From China Digital Space
bèi piáochāng 被嫖娼
To be framed for visiting a prostitute. From the case of muckraker Ou Shaokun, who was detained for five days in March 2015 for allegedly soliciting a prostitute.
Ou Shaokun is a Guangzhou-based activist known for exposing the personal use of public vehicles by uploading photos of license plates to social media. On March 26, 2015, Ou uploaded several photos to Weibo from Shaoshan, Hunan. A supporter later took him to dinner and karaoke in Changsha with Chen Jialuo. A woman from the karaoke parlor came to Ou's hotel room later that evening. She undressed and they began to kiss when the police raided the room, took photos, and detained Ou. Ou now plans to sue for what he claims was a set-up in revenge for exposing official corruption.

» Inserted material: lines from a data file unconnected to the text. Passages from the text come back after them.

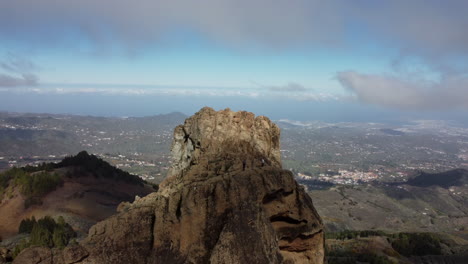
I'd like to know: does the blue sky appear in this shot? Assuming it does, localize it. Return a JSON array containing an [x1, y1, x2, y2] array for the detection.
[[0, 0, 468, 122]]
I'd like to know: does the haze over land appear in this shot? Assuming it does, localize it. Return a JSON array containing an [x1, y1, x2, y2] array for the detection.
[[0, 0, 468, 124], [0, 0, 468, 264]]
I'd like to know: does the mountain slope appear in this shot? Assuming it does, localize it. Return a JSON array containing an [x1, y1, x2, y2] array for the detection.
[[14, 108, 324, 264], [0, 152, 152, 238]]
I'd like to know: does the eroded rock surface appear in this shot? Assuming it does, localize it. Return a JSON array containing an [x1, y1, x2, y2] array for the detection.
[[13, 108, 324, 264]]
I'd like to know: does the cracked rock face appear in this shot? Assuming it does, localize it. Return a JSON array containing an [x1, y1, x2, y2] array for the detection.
[[13, 108, 324, 264]]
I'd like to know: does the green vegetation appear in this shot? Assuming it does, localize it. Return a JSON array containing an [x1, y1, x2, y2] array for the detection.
[[325, 230, 390, 240], [0, 168, 63, 208], [325, 230, 443, 264], [327, 251, 393, 264], [392, 233, 442, 256], [59, 151, 144, 185], [0, 151, 146, 208], [13, 216, 76, 257]]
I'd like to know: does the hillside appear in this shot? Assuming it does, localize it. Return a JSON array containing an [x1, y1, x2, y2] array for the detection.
[[406, 169, 468, 188], [309, 180, 468, 237], [0, 151, 153, 238]]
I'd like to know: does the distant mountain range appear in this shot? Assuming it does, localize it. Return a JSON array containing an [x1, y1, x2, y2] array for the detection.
[[0, 151, 154, 238], [0, 112, 185, 157], [406, 169, 468, 188]]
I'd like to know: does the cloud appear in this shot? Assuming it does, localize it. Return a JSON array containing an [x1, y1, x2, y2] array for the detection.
[[0, 0, 468, 57], [266, 83, 309, 92], [0, 73, 38, 87], [337, 71, 468, 110], [0, 52, 39, 73], [0, 85, 341, 102], [0, 53, 39, 87]]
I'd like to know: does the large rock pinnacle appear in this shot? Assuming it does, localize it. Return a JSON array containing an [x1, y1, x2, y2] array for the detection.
[[12, 107, 324, 264], [161, 107, 281, 191]]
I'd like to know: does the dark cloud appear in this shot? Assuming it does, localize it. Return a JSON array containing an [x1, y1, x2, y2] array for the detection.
[[266, 83, 310, 92], [0, 52, 39, 73], [337, 71, 468, 110], [0, 53, 39, 87], [0, 73, 38, 87]]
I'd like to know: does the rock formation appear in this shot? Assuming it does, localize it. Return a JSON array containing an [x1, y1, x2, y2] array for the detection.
[[14, 107, 324, 264]]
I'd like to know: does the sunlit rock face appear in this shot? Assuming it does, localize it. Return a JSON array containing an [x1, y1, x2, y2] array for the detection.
[[13, 108, 324, 264]]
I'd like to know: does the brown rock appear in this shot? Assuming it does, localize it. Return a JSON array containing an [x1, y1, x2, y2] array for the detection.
[[20, 108, 324, 264], [13, 247, 53, 264]]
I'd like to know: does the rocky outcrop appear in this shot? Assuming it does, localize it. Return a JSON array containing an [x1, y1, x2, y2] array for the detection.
[[12, 108, 324, 264]]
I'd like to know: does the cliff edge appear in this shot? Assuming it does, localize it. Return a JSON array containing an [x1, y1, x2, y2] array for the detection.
[[14, 107, 324, 264]]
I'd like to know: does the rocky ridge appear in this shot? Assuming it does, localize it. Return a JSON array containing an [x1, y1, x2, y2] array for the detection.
[[14, 107, 324, 263]]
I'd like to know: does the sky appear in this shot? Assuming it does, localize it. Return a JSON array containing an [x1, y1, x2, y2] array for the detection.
[[0, 0, 468, 124]]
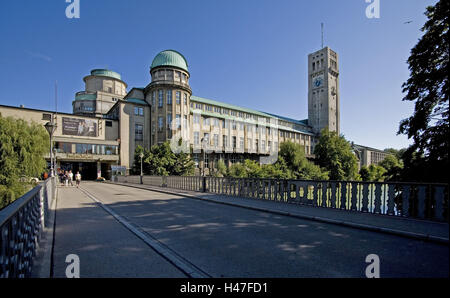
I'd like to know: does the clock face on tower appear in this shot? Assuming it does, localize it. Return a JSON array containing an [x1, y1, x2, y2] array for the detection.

Netizens sicced the human flesh search engine on Chen, leading some to suspect that he is the captain of the Changsha Domestic Security Department. This only added to the sense that "Uncle Ou" had been framed. By adding the passive marker (bèi 被) to the verb "solicit a prostitute" (piáochāng 嫖娼), netizens invented a name for the punishment exacted on Ou.
Speculation on Uncle Ou's case was discouraged from media coverage, as leaked propaganda directives from April 7 and April 27 show. One Weibo user lamented:
Duanwanjinlüshi (@段万金律师): I heard the case of Uncle Bo being johnned was banned from reporting. Sigh, even the moonlight will burn you to death. (April 2, 2015)
Ou's case is similar to that of Chinese-American businessman and Weibo celebrity Charles Xue, who in 2013 was detained for soliciting a prostitute, only to appear on national television confessing to "irresponsibility in spreading information online" several days later. The prostitution charge appeared to be an excuse to publicly shame Xue for his outspokenness online.